Warren v. Employment Security Department, 104 N.M. 518, 724 P.2d 227 (1986)

Sept. 3, 1986 · Supreme Court of New Mexico · No. 16182
104 N.M. 518, 724 P.2d 227

724 P.2d 227

Willie WARREN, Petitioner-Appellant, v. EMPLOYMENT SECURITY DEPARTMENT and Bernalillo County, Respondents-Appellees.

No. 16182.

Supreme Court of New Mexico.

Sept. 3, 1986.

Christian Eaby & Associates, Larry Van Eaton, Albuquerque, for petitioner-appellant.

Paul Bardacke, Atty. Gen., Connie Reischman, Sp. Asst. Atty. Gen., Albuquerque, for respondents-appellees ESD.

*519Tito Chavez, Albuquerque, for appellee Bernalillo County.

OPINION

FEDERICI, Justice.

Following his discharge from employment with Bernalillo County, Petitioner-Appellant Willie Warren (Warren) applied for unemployment compensation benefits with the Respondents-Appellees, Employment Security Department (Department). Warren was initially denied benefits. Following an administrative hearing, the Department continued the denial of benefits. Warren then sought review of the Department’s decision in the district court, which upheld the decision of the Department. Warren now appeals to this Court. We affirm.
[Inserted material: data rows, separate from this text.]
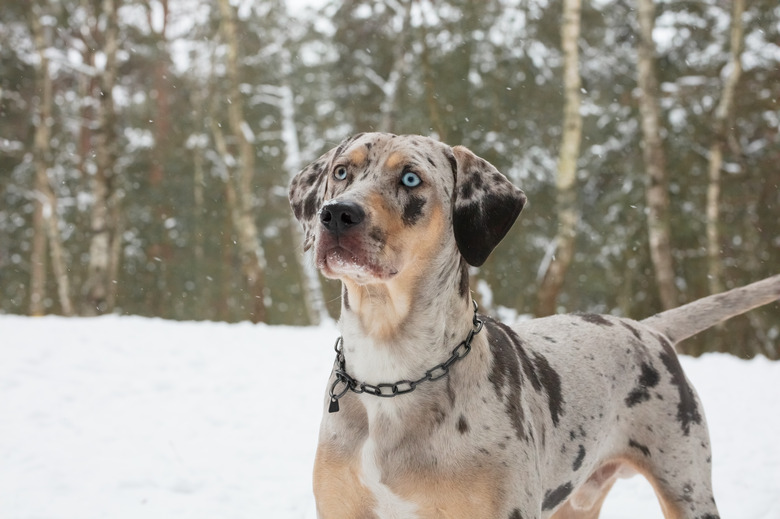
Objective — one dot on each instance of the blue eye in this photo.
(410, 179)
(340, 173)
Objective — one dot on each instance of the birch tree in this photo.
(45, 219)
(566, 196)
(282, 97)
(239, 184)
(654, 158)
(723, 114)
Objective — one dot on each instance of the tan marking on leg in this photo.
(476, 494)
(586, 501)
(337, 488)
(669, 507)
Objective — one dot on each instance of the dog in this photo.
(435, 411)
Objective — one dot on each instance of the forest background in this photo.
(146, 147)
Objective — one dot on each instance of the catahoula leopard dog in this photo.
(435, 411)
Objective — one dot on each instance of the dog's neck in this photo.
(397, 330)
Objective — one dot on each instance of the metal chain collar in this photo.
(388, 390)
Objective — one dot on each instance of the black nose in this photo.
(339, 217)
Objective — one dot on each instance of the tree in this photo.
(46, 218)
(239, 184)
(723, 114)
(657, 189)
(104, 217)
(562, 247)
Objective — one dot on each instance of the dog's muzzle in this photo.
(339, 217)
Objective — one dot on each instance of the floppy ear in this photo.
(485, 207)
(307, 190)
(306, 193)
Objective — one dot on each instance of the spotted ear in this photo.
(307, 191)
(486, 205)
(306, 194)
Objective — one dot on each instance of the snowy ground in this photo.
(126, 417)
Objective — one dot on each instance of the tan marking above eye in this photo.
(394, 160)
(358, 156)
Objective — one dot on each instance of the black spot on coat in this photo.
(553, 498)
(687, 408)
(648, 378)
(578, 460)
(506, 373)
(632, 330)
(595, 319)
(641, 448)
(463, 425)
(413, 210)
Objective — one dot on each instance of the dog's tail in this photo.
(687, 320)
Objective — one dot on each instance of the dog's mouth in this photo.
(337, 261)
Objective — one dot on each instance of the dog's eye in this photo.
(340, 173)
(410, 179)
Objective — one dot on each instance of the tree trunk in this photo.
(566, 197)
(389, 105)
(657, 193)
(723, 113)
(102, 218)
(45, 217)
(240, 194)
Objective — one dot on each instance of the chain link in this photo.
(402, 387)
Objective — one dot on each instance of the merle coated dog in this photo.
(436, 411)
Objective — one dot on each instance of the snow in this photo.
(128, 417)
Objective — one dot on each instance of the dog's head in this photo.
(379, 203)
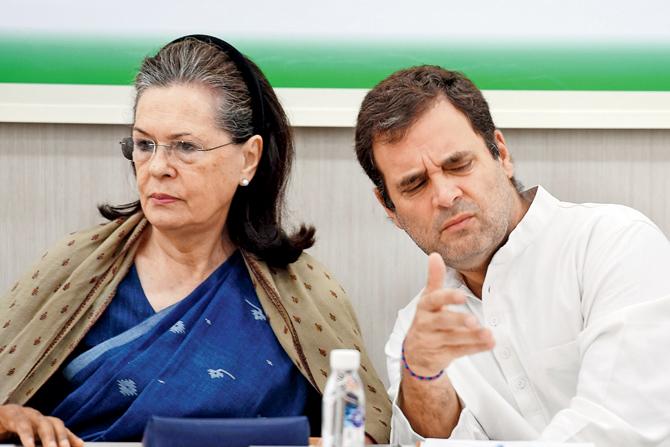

Warren, employed by Bernalillo County in the County Road Department, was arrested while at work on charges of drinking in public. He was discharged from his job and thereafter applied to the Department for unemployment compensation benefits pursuant to NMSA 1978, Sections 51-1-1 to -54 (Repl.Pamp.1983 and Cum.Supp. 1986). Following the initial Department determination of disqualification, he was granted a hearing before a hearing officer who issued a decision, finding that (1) claimant was arrested for drinking in public; (2) claimant was found to be in possession of illegal drugs and admitted as much to the employer; and (3) claimant’s actions were a willful disregard of the employer’s best interests. The denial of benefits was sustained on grounds of discharge for misconduct connected with the applicant’s work. The Department’s Board of Review affirmed the hearing officer’s decision.

Warren, seeking judicial review, then filed a petition for writ of certiorari with the district court. After several hearings the district court entered findings and conclusions, and a judgment sustaining the Department’s denial of Warren’s unemployment compensation benefits.

General issues are presented on appeal by both Warren and the Department. We shall answer those issues which are dispositive. All other issues are deemed to be without merit.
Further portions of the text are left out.